La madre lo miró consternada; había esperado que de algún modo el niño lo olvidaría. El rostro del pequeño se iluminó; le temblaron los labios.

—Sí, ya lo sé. ¿Tendré un regalo? ¿Tendré un árbol? Me lo prometieron.

—Sí, sí. todo eso y mucho más -dijo el padre.

—Pero… -empezó a decir la madre.

—Sí -dijo el padre—. Sí, de veras. Todo eso y más, mucho más. Perdón, un momento. Vuelvo pronto.

Los dejó solos unos veinte minutos. Cuando regresó, sonreía.

—Ya es casi la hora.

—¿Puedo tener un reloj? —preguntó el niño.

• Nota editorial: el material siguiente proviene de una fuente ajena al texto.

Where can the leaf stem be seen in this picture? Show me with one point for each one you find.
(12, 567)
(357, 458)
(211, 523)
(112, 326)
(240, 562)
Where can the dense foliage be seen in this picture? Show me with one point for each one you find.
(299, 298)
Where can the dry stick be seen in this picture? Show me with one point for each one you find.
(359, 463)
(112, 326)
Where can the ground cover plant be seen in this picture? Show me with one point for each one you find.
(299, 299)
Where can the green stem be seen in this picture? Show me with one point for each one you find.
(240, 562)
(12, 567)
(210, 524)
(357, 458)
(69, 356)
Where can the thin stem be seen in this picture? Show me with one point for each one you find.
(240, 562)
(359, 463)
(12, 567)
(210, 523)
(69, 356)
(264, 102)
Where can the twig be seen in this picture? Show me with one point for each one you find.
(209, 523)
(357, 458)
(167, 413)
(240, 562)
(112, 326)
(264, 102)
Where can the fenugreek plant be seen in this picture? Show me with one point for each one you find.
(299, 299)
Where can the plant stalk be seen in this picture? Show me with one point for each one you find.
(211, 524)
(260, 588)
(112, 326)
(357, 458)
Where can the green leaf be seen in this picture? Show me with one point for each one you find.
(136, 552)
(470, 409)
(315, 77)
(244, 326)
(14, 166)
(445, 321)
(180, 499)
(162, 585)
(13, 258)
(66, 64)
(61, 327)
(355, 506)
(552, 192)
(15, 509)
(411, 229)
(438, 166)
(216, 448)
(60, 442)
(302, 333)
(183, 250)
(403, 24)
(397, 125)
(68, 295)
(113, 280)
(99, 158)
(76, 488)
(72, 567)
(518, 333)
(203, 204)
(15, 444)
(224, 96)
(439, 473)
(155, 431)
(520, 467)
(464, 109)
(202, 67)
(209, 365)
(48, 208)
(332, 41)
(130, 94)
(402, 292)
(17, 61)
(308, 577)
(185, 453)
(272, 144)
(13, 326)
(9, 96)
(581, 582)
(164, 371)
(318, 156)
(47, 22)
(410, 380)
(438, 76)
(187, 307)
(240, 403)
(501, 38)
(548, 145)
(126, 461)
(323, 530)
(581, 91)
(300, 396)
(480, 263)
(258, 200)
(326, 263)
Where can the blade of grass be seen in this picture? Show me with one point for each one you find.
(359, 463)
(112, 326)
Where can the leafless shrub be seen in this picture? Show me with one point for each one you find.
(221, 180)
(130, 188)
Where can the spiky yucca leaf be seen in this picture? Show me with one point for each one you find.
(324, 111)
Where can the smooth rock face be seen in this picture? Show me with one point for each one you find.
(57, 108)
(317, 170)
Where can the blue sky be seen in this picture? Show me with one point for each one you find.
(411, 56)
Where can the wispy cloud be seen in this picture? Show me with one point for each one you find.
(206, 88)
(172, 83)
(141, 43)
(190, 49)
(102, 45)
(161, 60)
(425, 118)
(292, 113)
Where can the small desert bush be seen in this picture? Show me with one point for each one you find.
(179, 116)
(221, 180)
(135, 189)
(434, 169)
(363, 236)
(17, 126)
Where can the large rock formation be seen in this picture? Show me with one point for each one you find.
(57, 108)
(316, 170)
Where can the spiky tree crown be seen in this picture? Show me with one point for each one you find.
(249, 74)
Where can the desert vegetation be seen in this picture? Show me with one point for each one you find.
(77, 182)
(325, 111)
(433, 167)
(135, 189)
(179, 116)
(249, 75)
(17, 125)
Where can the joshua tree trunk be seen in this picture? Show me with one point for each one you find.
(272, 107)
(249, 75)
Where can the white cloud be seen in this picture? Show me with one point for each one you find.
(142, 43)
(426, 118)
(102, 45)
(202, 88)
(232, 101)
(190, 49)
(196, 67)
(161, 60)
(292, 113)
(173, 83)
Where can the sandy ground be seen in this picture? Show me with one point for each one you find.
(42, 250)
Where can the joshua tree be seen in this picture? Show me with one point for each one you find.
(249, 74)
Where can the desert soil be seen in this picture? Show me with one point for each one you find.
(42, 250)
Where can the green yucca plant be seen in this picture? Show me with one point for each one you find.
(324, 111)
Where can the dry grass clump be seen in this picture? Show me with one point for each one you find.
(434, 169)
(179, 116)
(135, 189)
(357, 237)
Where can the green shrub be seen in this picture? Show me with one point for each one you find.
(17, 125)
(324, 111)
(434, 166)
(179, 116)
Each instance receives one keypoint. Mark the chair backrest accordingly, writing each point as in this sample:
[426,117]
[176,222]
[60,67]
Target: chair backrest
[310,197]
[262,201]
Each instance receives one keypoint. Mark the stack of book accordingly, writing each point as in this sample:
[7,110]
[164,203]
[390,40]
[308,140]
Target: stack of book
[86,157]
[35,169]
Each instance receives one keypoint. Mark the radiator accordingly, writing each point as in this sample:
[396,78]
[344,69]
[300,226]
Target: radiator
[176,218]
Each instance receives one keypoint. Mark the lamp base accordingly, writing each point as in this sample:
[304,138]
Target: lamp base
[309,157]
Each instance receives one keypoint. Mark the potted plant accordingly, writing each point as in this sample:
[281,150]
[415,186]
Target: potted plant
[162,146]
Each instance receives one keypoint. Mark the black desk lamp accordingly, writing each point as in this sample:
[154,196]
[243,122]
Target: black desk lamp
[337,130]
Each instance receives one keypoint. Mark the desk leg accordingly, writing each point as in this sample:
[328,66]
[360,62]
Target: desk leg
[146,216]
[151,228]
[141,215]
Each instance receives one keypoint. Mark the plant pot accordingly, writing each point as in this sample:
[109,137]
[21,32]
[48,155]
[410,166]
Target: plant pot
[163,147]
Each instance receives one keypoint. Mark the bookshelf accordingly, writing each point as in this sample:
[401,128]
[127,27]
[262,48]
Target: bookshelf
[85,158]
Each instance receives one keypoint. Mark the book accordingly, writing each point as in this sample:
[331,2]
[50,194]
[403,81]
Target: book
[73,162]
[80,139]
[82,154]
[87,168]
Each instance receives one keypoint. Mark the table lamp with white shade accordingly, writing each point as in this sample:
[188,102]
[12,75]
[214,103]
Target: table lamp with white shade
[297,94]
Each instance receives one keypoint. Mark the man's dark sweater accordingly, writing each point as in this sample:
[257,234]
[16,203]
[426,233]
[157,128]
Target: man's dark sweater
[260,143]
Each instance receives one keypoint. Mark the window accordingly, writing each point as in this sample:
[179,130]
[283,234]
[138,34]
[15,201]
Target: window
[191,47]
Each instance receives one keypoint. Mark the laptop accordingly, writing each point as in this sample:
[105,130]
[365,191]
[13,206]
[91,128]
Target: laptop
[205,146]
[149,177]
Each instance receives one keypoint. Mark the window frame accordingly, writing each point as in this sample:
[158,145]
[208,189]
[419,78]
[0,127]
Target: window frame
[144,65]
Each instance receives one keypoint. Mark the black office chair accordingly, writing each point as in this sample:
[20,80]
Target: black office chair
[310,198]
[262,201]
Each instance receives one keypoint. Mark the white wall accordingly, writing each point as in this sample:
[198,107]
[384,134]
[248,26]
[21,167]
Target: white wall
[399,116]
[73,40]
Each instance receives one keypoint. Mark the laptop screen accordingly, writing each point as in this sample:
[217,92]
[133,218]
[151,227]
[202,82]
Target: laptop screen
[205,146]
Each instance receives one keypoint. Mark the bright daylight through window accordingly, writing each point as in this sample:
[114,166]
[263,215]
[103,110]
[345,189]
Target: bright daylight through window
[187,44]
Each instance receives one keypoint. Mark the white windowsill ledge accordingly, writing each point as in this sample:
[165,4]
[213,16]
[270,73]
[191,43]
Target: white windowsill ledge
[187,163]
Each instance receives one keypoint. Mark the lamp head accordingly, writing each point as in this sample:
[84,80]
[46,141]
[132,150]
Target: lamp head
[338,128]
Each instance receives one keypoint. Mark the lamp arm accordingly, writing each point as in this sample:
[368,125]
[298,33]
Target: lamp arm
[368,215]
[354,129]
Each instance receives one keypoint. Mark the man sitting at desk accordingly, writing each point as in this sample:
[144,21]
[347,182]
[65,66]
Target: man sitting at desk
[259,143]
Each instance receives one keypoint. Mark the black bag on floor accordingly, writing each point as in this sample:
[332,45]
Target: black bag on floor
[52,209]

Le dieron el reloj, y el niño lo sostuvo entre los dedos: un resto del tiempo arrastrado por el fuego, el silencio y el momento insensible.

—¡Navidad! ¡Ya es Navidad! ¿Dónde está mi regalo?

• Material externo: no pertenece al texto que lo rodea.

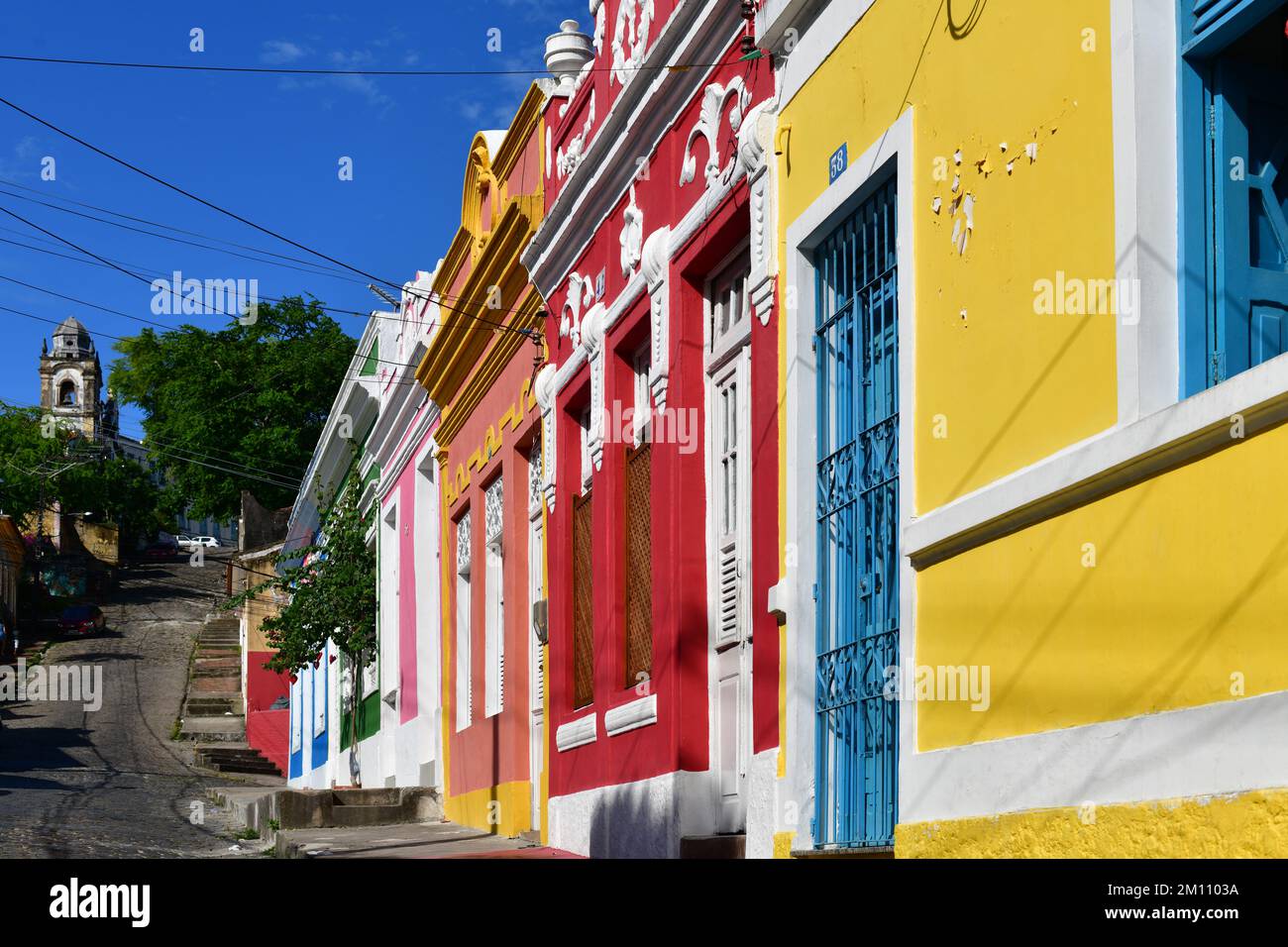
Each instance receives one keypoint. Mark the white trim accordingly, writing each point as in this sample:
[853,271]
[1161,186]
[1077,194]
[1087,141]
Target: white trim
[1168,755]
[578,732]
[630,716]
[1103,463]
[1144,55]
[820,33]
[805,232]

—Ven, vamos a verlo -dijo el padre, y tomó al niño de la mano.

Salieron de la cabina, cruzaron el pasillo y subieron por una rampa. La madre los seguía.

—No entiendo.

—Ya lo entenderás —dijo el padre—. Hemos llegado.

Se detuvieron frente a una puerta cerrada que daba a una cabina. El padre llamó tres veces y luego dos, empleando un código. La puerta se abrió, llegó luz desde la cabina, y se oyó un murmullo de voces.

—Entra, hijo.

—Está oscuro.

—No tengas miedo, te llevaré de la mano. Entra, mamá.

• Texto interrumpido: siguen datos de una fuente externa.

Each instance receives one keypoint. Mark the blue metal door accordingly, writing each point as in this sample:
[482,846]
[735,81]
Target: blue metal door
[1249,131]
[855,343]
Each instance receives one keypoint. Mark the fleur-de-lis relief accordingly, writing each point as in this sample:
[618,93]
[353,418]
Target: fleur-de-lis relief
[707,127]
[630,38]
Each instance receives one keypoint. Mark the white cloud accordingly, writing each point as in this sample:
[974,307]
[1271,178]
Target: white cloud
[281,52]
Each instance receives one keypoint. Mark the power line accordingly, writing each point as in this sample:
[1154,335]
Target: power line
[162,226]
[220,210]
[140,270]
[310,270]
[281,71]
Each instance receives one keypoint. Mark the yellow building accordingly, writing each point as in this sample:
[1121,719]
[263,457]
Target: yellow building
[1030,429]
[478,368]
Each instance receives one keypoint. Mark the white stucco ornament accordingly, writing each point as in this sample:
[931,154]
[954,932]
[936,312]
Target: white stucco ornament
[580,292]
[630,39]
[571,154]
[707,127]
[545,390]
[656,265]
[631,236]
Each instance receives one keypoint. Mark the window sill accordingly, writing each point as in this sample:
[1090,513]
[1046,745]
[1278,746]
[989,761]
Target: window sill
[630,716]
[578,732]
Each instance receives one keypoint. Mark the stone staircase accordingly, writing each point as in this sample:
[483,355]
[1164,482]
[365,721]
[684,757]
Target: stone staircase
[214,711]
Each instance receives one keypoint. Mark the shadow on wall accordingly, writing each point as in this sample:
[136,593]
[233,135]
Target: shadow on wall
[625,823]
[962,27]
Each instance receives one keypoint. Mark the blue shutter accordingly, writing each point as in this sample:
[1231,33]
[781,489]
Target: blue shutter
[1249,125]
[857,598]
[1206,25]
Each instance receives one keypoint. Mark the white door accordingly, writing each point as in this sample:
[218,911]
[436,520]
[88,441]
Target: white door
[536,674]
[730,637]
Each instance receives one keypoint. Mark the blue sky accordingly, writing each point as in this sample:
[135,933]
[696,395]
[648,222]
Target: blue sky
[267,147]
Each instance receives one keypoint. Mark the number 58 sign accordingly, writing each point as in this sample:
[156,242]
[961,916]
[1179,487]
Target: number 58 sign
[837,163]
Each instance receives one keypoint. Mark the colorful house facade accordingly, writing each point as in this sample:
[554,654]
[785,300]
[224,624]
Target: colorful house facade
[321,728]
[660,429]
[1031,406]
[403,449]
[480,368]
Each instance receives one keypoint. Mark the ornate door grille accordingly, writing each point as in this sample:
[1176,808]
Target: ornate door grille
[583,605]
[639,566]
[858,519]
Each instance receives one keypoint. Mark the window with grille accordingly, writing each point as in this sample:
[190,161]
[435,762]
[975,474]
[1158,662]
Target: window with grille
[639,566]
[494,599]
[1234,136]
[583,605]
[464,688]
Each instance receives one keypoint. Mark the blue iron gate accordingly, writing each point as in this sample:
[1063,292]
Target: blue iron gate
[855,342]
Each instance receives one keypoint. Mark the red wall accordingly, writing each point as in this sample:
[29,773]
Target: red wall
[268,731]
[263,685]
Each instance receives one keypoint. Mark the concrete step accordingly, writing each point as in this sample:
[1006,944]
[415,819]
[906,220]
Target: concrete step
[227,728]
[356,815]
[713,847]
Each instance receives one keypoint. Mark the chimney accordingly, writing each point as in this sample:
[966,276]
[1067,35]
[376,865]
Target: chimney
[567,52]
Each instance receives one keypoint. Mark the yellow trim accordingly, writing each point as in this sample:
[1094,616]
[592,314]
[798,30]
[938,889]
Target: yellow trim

Entraron en el cuarto y la puerta se cerró; el cuarto realmente estaba muy oscuro. Ante ellos se abría un inmenso ojo de vidrio, el ojo de buey, una ventana de metro y medio de alto por dos de ancho, por la cual podían ver el espacio. El niño se quedó sin aliento, maravillado. Detrás, el padre y la madre contemplaron el espectáculo, y entonces, en la oscuridad del cuarto, varias personas se pusieron a cantar.

—Feliz Navidad, hijo -dijo el padre.

Resonaron los viejos y familiares villancicos; el niño avanzó lentamente y aplastó la nariz contra el frío vidrio del ojo de buey. Y allí se quedó largo rato, simplemente mirando el espacio, la noche profunda y el resplandor, el resplandor de cien mil millones de maravillosas velas blancas.

El narrador omnisciente total  lo sabe todo, aunque lo vaya contando de modo paulatino, es un dios caprichoso o un abuelo sabio, que va contando poco a poco lo que él ya sabe desde el principio. Cuando optamos por este narrador, podemos

  1. Informar lo que está pasando.
  2. Meternos en la mente de los personajes.
  3. Describir la apariencia de los personajes, lo que dicen, sus actos o sus ideas, incluso si los propios personajes no pueden hacerlo.
  4. Moverse en el tiempo y en el espacio para ofrecernos vistas totales o telescópicas o microscópicas, o históricas; puede decirnos lo que sucede en cualquier parte, o lo que sucedió en el pasado, o lo que sucederá en el futuro.
  5. Hacer reflexiones generales, juicios, proponer verdades.